En los días siguientes a esta manifestación, y en buena medida bajo su influencia, se han producido una serie de novedades en el panorama político.
  1. El posicionamiento del Presidente de la Generalitat, Artur Mas, expresado en un discurso al día siguiente, a favor de que Cataluña avance hasta conseguir un estado propio. A pesar de no concretarse mucho ni marcarse fechas, sin duda representa un punto de inflexión en el tradicional discurso de gobierno nacionalista y autonomista, pero no independentista, de Convergència i Unió (CiU).
  2. La convocatoria de elecciones anticipadas por parte del presidente, acompañada de una apuesta personal para que estas sean "plebiscitarias" y recojan el apoyo democrático de los catalanes a su propuesta de ejercicio del derecho de autodeterminación. Cabe decir que esta convocatoria es consecuencia inmediata de la negativa del gobierno español a negociar la propuesta de pacto fiscal que constituía la principal propuesta del programa electoral de la fuerza política que ganó las elecciones, CiU.
  3. El apoyo de la mayoría del Parlamento (84 votos a favor de CiU, ERC, ICV, SI, un diputado no adscrito y un diputado del PSC; 21 votos en contra del PP y Ciutadans, y 25 abstenciones del PSC) a una propuesta de resolución para convocar, "prioritariamente" durante la próxima legislatura, una consulta para que los catalanes puedan determinar "libremente y democráticamente su futuro colectivo". A pesar de que el Parlamento había expresado en alguna ocasión que Cataluña "no renunciaba" al derecho de autodeterminación, nunca había resuelto nada tan concreto en este sentido.
Elecciones

Así llegamos a unas elecciones al Parlament de Catalunya, las décimas desde la transición, que el presidente tilda de "plebiscitarias". Y sin embargo un presidente autonómico no tiene la potestad de cambiar la naturaleza de unas elecciones iguales en rango y naturaleza a aquellas de las que se deriva su propio mandato. Artur Mas puede decir lo que quiera, pero en sus competencias está el poder de convocar elecciones anticipadas; no el de darles un contenido u otro.
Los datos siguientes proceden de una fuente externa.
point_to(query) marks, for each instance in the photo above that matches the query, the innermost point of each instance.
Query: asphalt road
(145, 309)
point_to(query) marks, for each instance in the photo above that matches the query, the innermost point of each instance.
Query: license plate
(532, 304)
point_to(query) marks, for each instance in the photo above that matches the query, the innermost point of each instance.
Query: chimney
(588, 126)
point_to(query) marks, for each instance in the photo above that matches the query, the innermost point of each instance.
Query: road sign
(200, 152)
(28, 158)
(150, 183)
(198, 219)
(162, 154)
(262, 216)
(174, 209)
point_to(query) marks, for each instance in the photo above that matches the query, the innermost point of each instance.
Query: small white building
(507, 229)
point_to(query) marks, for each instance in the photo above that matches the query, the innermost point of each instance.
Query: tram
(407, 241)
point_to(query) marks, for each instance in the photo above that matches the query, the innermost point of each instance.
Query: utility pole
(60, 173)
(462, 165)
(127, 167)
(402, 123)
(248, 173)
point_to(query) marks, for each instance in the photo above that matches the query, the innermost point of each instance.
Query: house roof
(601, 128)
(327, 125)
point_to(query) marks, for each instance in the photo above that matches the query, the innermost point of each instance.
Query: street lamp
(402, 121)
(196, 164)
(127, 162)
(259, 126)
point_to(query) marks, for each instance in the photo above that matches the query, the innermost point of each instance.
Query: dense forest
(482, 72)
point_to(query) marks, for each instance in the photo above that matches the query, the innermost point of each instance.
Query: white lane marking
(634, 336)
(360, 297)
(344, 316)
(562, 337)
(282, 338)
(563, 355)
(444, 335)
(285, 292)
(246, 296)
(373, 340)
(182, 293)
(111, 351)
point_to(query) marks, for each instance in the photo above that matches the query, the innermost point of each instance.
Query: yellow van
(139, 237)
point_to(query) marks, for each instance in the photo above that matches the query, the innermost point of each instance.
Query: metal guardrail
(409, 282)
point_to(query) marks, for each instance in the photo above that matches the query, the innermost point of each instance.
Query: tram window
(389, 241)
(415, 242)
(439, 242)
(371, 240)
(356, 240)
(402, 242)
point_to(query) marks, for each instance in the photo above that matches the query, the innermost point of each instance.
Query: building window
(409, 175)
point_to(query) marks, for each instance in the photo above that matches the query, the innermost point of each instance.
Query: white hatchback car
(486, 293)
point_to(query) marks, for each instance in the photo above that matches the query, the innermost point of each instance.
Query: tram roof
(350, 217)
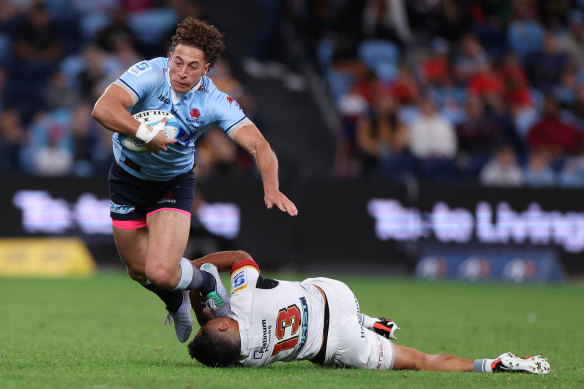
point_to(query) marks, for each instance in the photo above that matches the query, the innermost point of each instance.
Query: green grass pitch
(106, 332)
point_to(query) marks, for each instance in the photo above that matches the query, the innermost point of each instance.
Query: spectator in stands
(352, 105)
(99, 69)
(525, 33)
(572, 41)
(12, 139)
(471, 59)
(515, 82)
(545, 67)
(89, 154)
(433, 142)
(553, 134)
(380, 135)
(386, 20)
(477, 136)
(538, 171)
(118, 29)
(502, 169)
(572, 173)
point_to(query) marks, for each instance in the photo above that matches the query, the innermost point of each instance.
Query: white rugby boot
(217, 300)
(511, 362)
(183, 322)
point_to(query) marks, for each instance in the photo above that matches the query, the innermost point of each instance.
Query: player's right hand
(386, 328)
(159, 142)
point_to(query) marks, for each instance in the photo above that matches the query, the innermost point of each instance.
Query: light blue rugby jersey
(196, 111)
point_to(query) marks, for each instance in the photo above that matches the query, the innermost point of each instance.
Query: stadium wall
(433, 231)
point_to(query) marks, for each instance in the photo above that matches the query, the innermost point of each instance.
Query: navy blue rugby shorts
(133, 199)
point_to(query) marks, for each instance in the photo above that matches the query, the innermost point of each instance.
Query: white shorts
(348, 343)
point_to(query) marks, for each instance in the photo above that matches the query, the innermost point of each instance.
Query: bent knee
(162, 277)
(137, 273)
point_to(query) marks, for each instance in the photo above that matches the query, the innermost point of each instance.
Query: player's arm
(202, 312)
(111, 111)
(382, 326)
(224, 260)
(251, 139)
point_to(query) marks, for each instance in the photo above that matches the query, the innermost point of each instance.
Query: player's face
(186, 67)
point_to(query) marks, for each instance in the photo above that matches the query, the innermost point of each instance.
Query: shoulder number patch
(140, 68)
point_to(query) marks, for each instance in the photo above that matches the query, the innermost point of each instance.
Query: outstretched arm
(224, 260)
(251, 139)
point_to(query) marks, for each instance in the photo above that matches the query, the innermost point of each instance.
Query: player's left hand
(279, 199)
(386, 328)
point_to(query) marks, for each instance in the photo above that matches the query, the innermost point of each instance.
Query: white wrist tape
(144, 134)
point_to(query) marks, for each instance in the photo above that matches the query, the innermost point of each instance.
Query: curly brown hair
(199, 34)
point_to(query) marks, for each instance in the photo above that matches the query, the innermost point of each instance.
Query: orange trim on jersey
(244, 263)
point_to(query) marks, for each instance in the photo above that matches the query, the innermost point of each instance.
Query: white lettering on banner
(41, 213)
(504, 225)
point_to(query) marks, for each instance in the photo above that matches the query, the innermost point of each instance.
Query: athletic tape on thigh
(129, 224)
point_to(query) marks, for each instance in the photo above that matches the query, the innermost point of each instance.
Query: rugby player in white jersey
(152, 192)
(317, 319)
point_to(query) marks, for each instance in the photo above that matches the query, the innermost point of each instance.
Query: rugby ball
(151, 118)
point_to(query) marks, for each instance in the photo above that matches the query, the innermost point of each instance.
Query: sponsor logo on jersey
(140, 68)
(165, 100)
(121, 209)
(239, 281)
(234, 102)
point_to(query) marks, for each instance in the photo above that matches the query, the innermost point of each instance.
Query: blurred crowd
(58, 56)
(488, 91)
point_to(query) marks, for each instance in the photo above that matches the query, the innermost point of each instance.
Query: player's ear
(223, 325)
(207, 68)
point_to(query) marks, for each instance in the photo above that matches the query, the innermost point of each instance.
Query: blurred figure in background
(502, 169)
(12, 138)
(433, 142)
(380, 135)
(538, 171)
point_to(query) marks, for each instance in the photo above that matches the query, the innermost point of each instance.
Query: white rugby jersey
(196, 110)
(278, 320)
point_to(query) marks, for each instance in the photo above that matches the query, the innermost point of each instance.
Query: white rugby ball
(151, 118)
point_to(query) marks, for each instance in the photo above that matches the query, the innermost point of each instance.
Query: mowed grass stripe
(107, 332)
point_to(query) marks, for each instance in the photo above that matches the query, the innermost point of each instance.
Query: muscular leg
(167, 240)
(412, 359)
(131, 246)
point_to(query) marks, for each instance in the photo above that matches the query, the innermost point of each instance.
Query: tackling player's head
(216, 346)
(195, 47)
(197, 33)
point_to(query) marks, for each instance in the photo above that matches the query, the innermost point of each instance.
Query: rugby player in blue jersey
(151, 191)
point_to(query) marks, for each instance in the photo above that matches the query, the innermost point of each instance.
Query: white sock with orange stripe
(482, 365)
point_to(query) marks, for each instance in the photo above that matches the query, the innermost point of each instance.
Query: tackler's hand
(386, 328)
A pesar de eso los procesos electorales se desarrollan en el marco de la sociedad del espectáculo, cuya dimensión mediática nunca deja lugar para razonamientos demasiado complejos. No hay duda de que el planteamiento de Mas es el que prevalecerá. No sólo por su influencia de su discurso, sino sobre todo porque este se solapa en una ola imparable de debate en torno a la soberanía. Si se consumen medios informativos en lengua catalana, el tema estrella y casi único es el soberanismo, en estos días, y los medios castellanohablantes han acabado impregnando de ese mismo ambiente. Hasta cierto punto es lógico, después de una manifestación de las dimensiones de la de este Septiembre, después de que las "estelades" (banderas independentistas) y las banderas catalanas se hayan instalado en bastantes balcones, tras la sensación de hartazgo de un cierto catalanismo, exactamente el mismo que ahora se convierte en independentista, hacia una España que nunca ha abandonado los parámetros de la Constitución de 1978.

No ayuda a evitar la polarización del discurso el hecho de que la alternativa que plantea la izquierda parlamentaria (principalmente ICV-EUiA) sea el "no a los recortes", un argumento que ha terminado tan simplificado, tan desnudo, tan magro, que se agota en sí mismo, en su propia enumeración. Esto nunca debería haber pasado, pero ha pasado. Tres de los cuatro fuerzas políticas que han contribuido al endeudamiento desmesurado de Cataluña, ICV-EUiA, ERC y el PSC, han descubierto que tras el desastre al que ellos contribuyeron, el "no a los recortes" es un mantra electoralmente efectivo. Y los "indignados" y los supuestos "radicales" les dan la razón. No es una baza muy sólida para conseguir nada. No evita el debate sobre la opción nacional. Los progres dirán "no a los recortes", se quedarán tan anchos y pasarán a discutir sobre el tema nacional. Pero la batalla para enriquecer el debate mediático sobre políticas hace ya bastantes años que está perdida sin remedio. Dejémoslo, pues.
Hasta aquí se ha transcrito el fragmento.